The sanctions did not name the target, but its description of the attack matched with a hacking that year of Petro Rabigh, the Saudi oil giant, that shut off the safety systems that are used to prevent an explosion. The attackers may have succeeded had a mistake in their code not inadvertently shut down the plant.

Private cybersecurity researchers have called the group that pulled off the attacks “the most dangerous threat activity publicly known.”

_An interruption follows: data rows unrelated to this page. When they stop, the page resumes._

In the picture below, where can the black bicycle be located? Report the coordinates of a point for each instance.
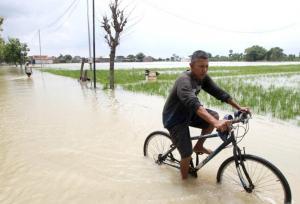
(240, 172)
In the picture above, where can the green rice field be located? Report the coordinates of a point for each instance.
(269, 90)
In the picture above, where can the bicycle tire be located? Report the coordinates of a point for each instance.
(267, 173)
(158, 143)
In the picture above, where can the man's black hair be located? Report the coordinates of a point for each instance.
(199, 54)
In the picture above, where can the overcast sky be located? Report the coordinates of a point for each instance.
(156, 27)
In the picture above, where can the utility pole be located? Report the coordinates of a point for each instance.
(40, 48)
(89, 35)
(94, 51)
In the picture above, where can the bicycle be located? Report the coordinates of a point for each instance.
(255, 175)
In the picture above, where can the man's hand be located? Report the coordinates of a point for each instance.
(245, 109)
(222, 125)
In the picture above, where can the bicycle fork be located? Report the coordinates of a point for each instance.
(242, 172)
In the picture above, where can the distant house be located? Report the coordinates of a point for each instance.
(41, 59)
(120, 59)
(148, 59)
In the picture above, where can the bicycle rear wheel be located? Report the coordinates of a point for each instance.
(269, 184)
(157, 144)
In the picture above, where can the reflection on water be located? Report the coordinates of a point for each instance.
(63, 142)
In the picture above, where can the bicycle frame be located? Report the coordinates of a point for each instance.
(230, 139)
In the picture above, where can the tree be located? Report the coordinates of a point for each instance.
(117, 22)
(15, 52)
(255, 53)
(275, 54)
(1, 42)
(140, 57)
(230, 53)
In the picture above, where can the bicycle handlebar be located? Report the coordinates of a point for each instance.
(242, 117)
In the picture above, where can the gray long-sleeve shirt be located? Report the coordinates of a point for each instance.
(183, 102)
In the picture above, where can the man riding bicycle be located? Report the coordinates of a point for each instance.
(183, 109)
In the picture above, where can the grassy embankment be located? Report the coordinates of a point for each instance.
(277, 99)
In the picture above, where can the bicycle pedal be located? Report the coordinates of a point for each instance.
(193, 172)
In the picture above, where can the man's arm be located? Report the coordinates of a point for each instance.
(221, 125)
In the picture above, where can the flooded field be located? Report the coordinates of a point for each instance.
(62, 142)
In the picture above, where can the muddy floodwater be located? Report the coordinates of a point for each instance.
(62, 142)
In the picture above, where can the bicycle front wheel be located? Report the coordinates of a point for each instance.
(159, 143)
(268, 183)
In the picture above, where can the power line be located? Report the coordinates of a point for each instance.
(217, 27)
(66, 18)
(62, 15)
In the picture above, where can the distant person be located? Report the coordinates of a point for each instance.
(183, 109)
(28, 69)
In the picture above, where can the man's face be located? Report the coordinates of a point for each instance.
(199, 68)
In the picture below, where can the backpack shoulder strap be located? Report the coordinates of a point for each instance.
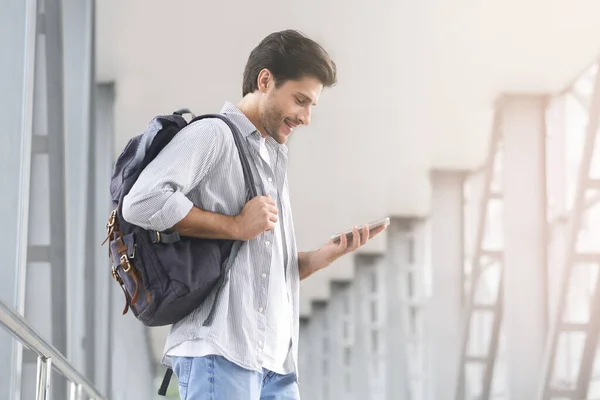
(242, 147)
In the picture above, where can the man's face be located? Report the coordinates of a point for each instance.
(286, 107)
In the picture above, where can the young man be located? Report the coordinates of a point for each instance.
(195, 186)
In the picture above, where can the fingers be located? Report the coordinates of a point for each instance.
(273, 217)
(269, 200)
(376, 231)
(355, 238)
(364, 237)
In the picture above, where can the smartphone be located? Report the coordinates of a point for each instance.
(372, 225)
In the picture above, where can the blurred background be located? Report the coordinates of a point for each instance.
(472, 124)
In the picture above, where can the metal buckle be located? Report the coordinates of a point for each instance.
(115, 276)
(125, 260)
(111, 220)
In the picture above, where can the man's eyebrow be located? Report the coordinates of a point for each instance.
(306, 97)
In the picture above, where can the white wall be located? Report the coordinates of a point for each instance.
(417, 81)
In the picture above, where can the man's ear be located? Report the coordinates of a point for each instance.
(265, 78)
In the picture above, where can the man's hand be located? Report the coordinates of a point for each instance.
(259, 215)
(330, 252)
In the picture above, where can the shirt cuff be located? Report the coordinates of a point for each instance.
(174, 210)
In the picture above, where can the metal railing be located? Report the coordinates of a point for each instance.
(48, 358)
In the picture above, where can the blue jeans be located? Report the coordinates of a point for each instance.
(215, 378)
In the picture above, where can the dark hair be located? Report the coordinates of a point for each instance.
(289, 55)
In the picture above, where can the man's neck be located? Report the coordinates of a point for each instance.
(249, 107)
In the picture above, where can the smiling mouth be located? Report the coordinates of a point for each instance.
(290, 124)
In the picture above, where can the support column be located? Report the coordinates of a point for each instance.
(17, 39)
(103, 146)
(444, 306)
(78, 23)
(339, 313)
(525, 321)
(395, 277)
(362, 334)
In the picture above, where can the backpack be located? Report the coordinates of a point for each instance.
(165, 277)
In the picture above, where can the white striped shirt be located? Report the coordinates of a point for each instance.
(201, 167)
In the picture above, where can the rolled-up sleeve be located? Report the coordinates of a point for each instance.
(158, 199)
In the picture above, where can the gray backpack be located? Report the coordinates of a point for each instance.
(164, 276)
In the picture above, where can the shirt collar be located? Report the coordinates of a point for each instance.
(246, 127)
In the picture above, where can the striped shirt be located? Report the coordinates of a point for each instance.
(201, 167)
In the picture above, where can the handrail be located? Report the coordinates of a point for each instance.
(48, 358)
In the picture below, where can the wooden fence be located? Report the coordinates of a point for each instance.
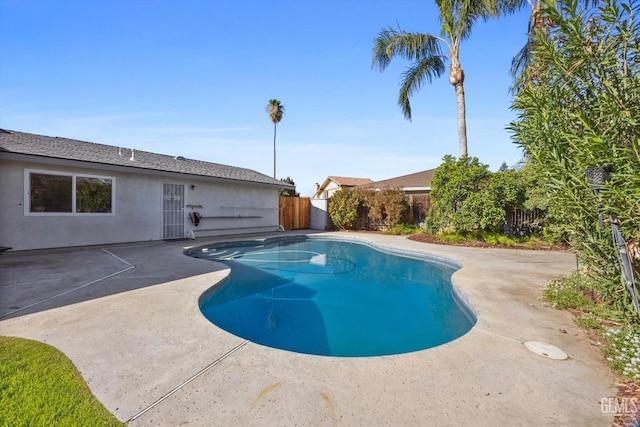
(295, 212)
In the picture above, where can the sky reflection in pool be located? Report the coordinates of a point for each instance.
(334, 298)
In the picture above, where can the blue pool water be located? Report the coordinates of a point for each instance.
(334, 298)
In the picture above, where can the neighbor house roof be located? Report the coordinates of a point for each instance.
(412, 182)
(70, 149)
(341, 181)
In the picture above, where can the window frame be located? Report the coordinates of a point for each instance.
(74, 176)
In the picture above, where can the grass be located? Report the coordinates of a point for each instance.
(39, 385)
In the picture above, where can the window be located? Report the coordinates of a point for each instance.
(57, 193)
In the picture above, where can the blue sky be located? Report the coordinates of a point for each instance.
(193, 78)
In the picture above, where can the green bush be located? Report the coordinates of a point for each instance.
(343, 208)
(578, 108)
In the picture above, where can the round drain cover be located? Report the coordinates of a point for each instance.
(546, 350)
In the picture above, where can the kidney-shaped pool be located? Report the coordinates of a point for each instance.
(334, 297)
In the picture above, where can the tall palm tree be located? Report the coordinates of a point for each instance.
(275, 109)
(426, 52)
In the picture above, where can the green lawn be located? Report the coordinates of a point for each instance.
(40, 386)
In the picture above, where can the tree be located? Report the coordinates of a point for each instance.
(275, 109)
(582, 111)
(289, 193)
(426, 52)
(343, 208)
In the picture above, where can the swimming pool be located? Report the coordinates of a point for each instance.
(334, 297)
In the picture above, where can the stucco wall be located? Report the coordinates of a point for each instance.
(138, 209)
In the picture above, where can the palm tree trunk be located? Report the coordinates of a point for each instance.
(456, 78)
(462, 119)
(274, 151)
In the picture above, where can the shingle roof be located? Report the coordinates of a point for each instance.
(414, 180)
(71, 149)
(341, 181)
(344, 181)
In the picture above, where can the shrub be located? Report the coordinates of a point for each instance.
(343, 208)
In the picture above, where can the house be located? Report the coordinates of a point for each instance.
(59, 192)
(415, 183)
(417, 188)
(336, 183)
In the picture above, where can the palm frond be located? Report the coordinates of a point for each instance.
(415, 76)
(392, 43)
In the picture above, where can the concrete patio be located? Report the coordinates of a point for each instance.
(128, 317)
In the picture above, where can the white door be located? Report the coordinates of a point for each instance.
(173, 211)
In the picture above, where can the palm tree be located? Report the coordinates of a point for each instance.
(426, 52)
(275, 109)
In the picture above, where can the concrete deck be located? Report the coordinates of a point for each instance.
(133, 328)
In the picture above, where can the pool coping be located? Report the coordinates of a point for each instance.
(154, 346)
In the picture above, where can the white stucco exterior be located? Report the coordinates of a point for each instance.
(227, 206)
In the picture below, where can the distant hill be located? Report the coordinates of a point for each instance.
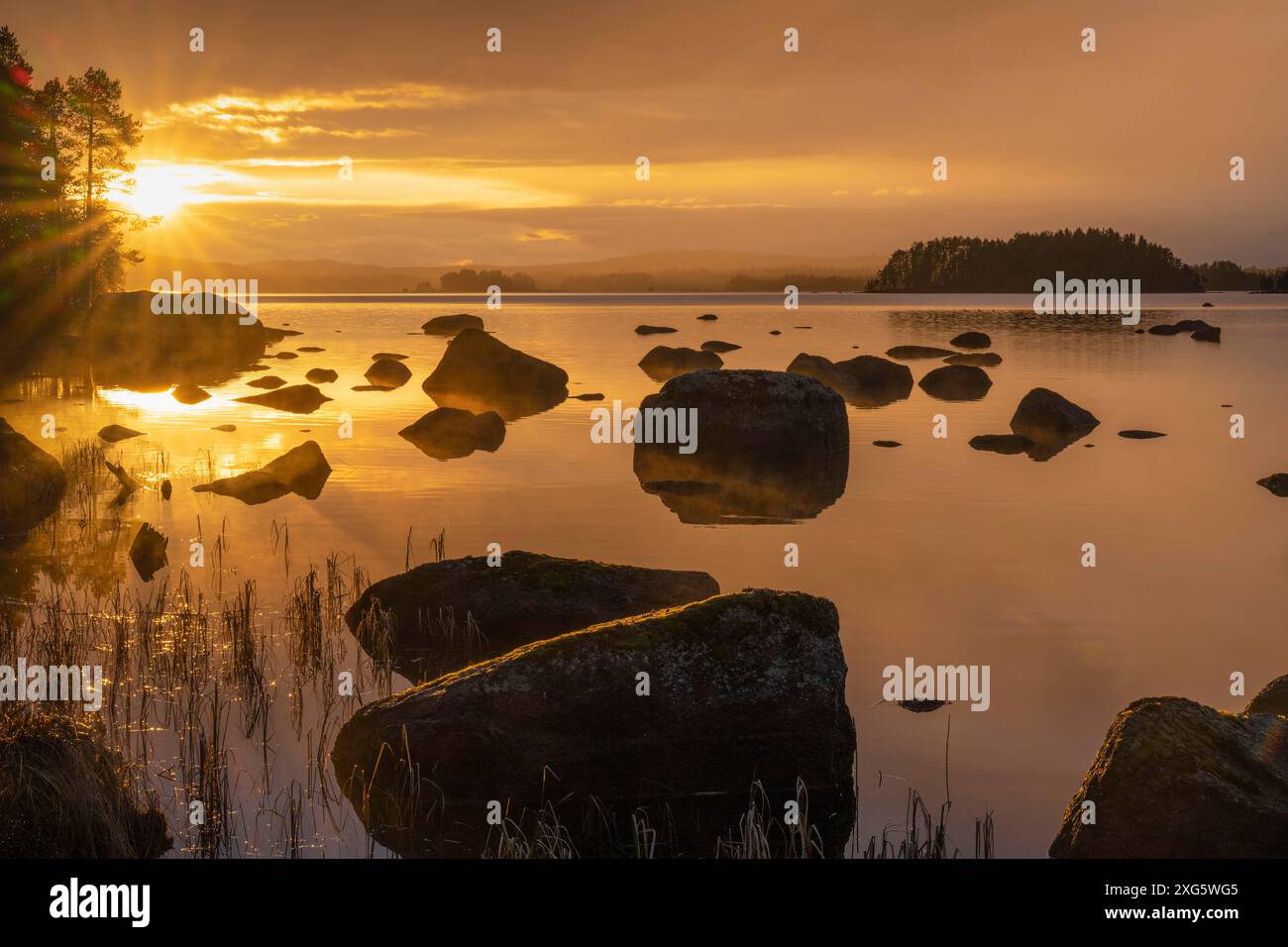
(697, 270)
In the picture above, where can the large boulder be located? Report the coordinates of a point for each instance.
(771, 446)
(449, 432)
(664, 363)
(31, 482)
(1273, 698)
(956, 382)
(301, 471)
(524, 599)
(1177, 780)
(863, 380)
(451, 325)
(1051, 421)
(739, 688)
(480, 372)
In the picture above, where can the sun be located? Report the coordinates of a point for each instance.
(162, 189)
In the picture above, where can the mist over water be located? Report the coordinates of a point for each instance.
(932, 551)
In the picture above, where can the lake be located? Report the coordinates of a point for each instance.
(934, 552)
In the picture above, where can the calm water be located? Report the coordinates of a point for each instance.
(935, 551)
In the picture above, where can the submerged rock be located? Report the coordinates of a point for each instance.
(1051, 421)
(449, 432)
(971, 341)
(114, 433)
(1177, 780)
(1001, 444)
(301, 471)
(1275, 483)
(745, 686)
(387, 372)
(451, 325)
(771, 446)
(149, 553)
(1177, 328)
(980, 360)
(863, 380)
(268, 381)
(429, 612)
(664, 363)
(188, 393)
(300, 399)
(909, 352)
(480, 372)
(31, 482)
(956, 382)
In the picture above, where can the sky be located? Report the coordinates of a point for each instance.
(528, 155)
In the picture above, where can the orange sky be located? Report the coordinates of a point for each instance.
(528, 155)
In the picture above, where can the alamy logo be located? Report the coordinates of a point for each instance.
(1083, 296)
(651, 425)
(209, 298)
(73, 899)
(53, 684)
(941, 684)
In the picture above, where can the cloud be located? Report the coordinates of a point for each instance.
(544, 235)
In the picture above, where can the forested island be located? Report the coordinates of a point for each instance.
(975, 264)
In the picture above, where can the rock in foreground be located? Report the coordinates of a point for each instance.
(449, 432)
(300, 471)
(741, 688)
(480, 372)
(1177, 780)
(63, 795)
(527, 598)
(772, 446)
(451, 325)
(31, 482)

According to the sanctions, Russia’s State Research Center of the Russian Institute of Chemistry and Mechanics built the custom tools used in a spate of 2017 attacks on oil facilities in the Middle East as well as attempted hackings of at least 20 electric facilities in the United States. The tools, officials said, had the “capability to cause significant physical damage and loss of life.”

The Russian Embassy did not immediately respond to a request for comment.

The first attack on Petro Rabigh, in August 2017, compromised industrial controllers made by Schneider Electric, which keep equipment operating safely by regulating voltage, pressure and temperature. Russian hackers used their access to shut off the safety locks in those controllers, leading investigators to believe the attack was most likely intended to cause an explosion that would have killed people.

The episode prompted an investigation by the National Security Agency, the F.B.I., the Department of Homeland Security and the Pentagon’s Defense Advanced Research Projects Agency, as well as investigators at Schneider, the security firm FireEye’s Mandiant security team and Dragos, a security firm that specializes in industrial control security.

“Explicitly calling out attacks on industrial control systems is very important,” said Nathan Brubaker, a senior analyst at Mandiant, which first connected the attacks to the Russian research lab in 2018. “The longer you let this activity go, the more OK it becomes, which is really dangerous when you are talking about systems that are core to human life.”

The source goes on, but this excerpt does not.